CLD-412 Details

Other IDs this deficiency may be known by:

CVE ID CVE-2018-3640 (nvd) (mitre) (debian) (archlinux) (red hat) (suse) (ubuntu)
Other ID(s) Spectre v3a

Basic Information:

Affected Package(s) linux
Deficiency Type SECURITY
Date Created 2018-05-22 09:01:32
Date Last Modified 2018-05-22 12:15:08

Version Specific Information:

Cucumber 1.0 i686waiting for upstream to publish patch
Cucumber 1.0 x86_64waiting for upstream to publish patch

Cucumber 1.1 i686 waiting for upstream to publish patch
Cucumber 1.1 x86_64 waiting for upstream to publish patch

Details:

=================================== Overview ===================================

From
https://www.intel.com/content/www/us/en/security-center/advisory/intel-sa-00115.html:

CVE-2018-3640 - Rogue System Register Read (RSRE) - also known as Variant 3a

Systems with microprocessors utilizing speculative execution and that perform
speculative reads of system registers may allow unauthorized disclosure of
system parameters to an attacker with local user access via a side-channel
analysis.

4.3 Medium CVSS:3.0/AV:L/AC:L/PR:N/UI:N/S:C/C:L/I:N/A:N

================================ Initial Report ================================

The original report can be found at:
https://www.intel.com/content/www/us/en/architecture-and-technology/facts-about-side-channel-analysis-and-intel-products.html

The full white paper can be found at:
https://software.intel.com/sites/default/files/managed/b9/f9/336983-Intel-Analysis-of-Speculative-Execution-Side-Channels-White-Paper.pdf

The reports are too long to post here.

================================= Our Analysis =================================

See our blog post for additional information:
https://sourceforge.net/p/cucumber-linux/blog/2018/05/here-we-go-again-spectre-v3a-cve-2018-3640-and-spectre-v4-cve-2018-3639/

----- Affected Products -----
All versions of the 4.9 series Linux kernel up to and including 4.9.101 are
vulnerable to this.
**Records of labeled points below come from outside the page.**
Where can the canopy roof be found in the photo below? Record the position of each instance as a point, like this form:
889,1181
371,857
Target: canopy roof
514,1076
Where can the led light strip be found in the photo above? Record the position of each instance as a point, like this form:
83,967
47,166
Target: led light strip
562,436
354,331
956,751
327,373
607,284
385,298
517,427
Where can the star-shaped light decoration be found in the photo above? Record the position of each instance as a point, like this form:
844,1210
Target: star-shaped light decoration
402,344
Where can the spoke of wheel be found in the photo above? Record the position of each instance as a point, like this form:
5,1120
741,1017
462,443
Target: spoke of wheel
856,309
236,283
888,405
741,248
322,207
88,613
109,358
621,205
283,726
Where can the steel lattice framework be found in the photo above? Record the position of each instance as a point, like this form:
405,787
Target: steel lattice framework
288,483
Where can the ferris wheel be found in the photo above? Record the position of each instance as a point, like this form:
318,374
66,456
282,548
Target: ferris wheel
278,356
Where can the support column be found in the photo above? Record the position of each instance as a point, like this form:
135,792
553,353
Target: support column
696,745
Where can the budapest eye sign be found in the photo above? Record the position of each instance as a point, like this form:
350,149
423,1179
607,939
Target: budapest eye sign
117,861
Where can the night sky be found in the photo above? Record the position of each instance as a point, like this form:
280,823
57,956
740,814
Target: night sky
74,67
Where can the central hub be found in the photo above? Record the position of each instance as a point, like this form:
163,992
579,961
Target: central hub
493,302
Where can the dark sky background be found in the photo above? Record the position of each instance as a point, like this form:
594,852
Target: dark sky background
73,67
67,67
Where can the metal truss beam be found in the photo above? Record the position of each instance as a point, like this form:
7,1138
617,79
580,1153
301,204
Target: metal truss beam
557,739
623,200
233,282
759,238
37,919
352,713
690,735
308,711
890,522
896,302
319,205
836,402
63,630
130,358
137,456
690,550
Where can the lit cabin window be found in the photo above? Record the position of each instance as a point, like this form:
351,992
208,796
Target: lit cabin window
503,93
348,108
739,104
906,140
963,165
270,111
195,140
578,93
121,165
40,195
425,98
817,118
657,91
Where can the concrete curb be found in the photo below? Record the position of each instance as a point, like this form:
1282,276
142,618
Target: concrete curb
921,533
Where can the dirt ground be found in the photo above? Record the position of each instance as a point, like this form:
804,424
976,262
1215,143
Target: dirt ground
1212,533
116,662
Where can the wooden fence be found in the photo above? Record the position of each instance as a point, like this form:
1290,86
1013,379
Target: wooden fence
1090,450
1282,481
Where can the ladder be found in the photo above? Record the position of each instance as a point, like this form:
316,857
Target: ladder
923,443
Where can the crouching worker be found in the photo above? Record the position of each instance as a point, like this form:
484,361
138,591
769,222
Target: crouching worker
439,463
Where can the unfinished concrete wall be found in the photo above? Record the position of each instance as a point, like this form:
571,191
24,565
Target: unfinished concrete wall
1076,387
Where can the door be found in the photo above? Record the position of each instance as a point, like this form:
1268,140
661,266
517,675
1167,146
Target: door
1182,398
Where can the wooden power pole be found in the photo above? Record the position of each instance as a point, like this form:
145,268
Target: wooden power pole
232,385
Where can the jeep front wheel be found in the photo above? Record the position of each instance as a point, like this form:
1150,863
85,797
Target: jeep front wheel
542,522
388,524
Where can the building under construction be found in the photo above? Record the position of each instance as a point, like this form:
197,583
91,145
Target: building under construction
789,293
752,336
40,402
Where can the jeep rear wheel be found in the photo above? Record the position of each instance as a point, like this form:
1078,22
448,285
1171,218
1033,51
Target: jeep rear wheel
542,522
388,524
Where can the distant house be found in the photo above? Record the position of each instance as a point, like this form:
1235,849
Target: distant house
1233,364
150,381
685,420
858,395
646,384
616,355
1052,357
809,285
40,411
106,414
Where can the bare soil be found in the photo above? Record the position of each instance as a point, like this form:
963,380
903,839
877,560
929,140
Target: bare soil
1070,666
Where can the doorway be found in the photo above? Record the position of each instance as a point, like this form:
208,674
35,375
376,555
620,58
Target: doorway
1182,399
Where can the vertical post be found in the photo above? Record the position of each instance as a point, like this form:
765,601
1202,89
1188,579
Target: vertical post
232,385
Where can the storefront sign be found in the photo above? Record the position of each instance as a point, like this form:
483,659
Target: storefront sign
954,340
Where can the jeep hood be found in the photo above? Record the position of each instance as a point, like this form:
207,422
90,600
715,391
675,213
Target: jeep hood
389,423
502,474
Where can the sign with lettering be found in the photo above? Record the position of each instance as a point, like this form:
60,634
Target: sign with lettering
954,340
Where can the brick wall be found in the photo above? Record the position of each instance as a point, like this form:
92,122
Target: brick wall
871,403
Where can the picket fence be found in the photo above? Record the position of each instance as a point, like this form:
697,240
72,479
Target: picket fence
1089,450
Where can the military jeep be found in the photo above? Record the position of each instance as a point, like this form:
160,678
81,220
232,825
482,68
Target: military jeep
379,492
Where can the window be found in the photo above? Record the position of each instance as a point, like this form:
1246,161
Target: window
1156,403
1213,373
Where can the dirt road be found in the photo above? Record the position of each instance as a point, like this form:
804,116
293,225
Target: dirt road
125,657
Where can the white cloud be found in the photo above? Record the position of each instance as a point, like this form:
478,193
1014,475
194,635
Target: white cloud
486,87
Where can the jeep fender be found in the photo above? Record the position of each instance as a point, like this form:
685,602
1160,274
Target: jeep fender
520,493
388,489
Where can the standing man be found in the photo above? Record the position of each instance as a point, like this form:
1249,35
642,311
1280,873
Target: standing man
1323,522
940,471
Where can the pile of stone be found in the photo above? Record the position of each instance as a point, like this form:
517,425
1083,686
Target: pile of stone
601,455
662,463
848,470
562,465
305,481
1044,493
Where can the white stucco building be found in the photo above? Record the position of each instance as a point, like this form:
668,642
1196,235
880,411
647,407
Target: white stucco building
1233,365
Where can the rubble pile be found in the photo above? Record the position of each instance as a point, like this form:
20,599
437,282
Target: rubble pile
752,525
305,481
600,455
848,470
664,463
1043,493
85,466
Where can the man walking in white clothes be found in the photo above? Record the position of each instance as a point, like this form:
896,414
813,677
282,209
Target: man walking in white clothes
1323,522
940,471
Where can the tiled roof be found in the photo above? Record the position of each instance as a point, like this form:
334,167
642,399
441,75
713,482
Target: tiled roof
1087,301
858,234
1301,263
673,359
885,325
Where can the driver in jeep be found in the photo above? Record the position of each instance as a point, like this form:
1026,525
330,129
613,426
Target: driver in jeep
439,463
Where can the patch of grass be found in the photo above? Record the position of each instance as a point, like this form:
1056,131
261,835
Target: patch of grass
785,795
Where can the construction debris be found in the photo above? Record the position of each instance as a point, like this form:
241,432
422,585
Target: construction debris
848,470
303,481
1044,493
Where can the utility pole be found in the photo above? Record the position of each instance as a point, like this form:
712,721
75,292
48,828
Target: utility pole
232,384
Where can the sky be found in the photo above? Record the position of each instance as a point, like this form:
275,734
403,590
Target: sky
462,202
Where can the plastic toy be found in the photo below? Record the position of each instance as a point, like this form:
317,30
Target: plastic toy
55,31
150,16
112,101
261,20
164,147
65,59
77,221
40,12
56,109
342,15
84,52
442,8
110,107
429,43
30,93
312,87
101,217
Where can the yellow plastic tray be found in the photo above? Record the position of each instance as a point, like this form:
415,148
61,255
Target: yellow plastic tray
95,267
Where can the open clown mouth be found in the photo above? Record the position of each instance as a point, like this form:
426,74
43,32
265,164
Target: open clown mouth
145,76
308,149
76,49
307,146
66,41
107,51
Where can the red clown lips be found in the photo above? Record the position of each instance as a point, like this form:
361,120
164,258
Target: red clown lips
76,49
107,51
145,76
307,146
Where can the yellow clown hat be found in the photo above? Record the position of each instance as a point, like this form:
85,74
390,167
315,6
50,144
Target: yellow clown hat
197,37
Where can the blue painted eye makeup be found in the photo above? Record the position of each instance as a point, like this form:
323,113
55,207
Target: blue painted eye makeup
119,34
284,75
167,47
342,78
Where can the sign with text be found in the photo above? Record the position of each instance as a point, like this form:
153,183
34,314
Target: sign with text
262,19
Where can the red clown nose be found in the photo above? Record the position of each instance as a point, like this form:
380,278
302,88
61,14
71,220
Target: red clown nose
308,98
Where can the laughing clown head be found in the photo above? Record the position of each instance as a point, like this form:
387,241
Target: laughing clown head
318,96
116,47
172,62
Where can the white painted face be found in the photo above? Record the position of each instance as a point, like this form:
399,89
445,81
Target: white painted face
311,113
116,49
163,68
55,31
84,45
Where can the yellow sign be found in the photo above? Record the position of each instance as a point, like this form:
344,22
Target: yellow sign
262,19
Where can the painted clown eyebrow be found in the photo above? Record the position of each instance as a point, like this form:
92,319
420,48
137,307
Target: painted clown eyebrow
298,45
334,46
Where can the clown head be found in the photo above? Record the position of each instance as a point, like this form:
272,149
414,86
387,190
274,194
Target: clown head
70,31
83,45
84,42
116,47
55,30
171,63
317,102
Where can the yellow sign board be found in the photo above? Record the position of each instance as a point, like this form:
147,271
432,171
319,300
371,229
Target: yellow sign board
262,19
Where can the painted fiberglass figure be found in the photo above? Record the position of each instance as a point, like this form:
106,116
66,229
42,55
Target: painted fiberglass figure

As of this writing (Tue May 22 12:39:14 EDT 2018), 4.9.101
is the latest 4.9 release available; future releases may or may not be
affected.

The Linux kernel as originally packaged on both Cucumber Linux 1.0 and 1.1 is
vulnerable.

----- Scope and Impact of this Vulnerability -----
The full impact of this vulnerability has not been sufficiently verified yet;
however, Intel has indicated that it "may allow unauthorized disclosure of
information to an attacker with local user access."

----- Fix for this Vulnerability -----
As of Tue May 22 12:39:14 EDT 2018, there are no publicly available fixes for
this vulnerability.

================================= Our Solution =================================

We are waiting for the upstream kernel developers and Intel to publish patches.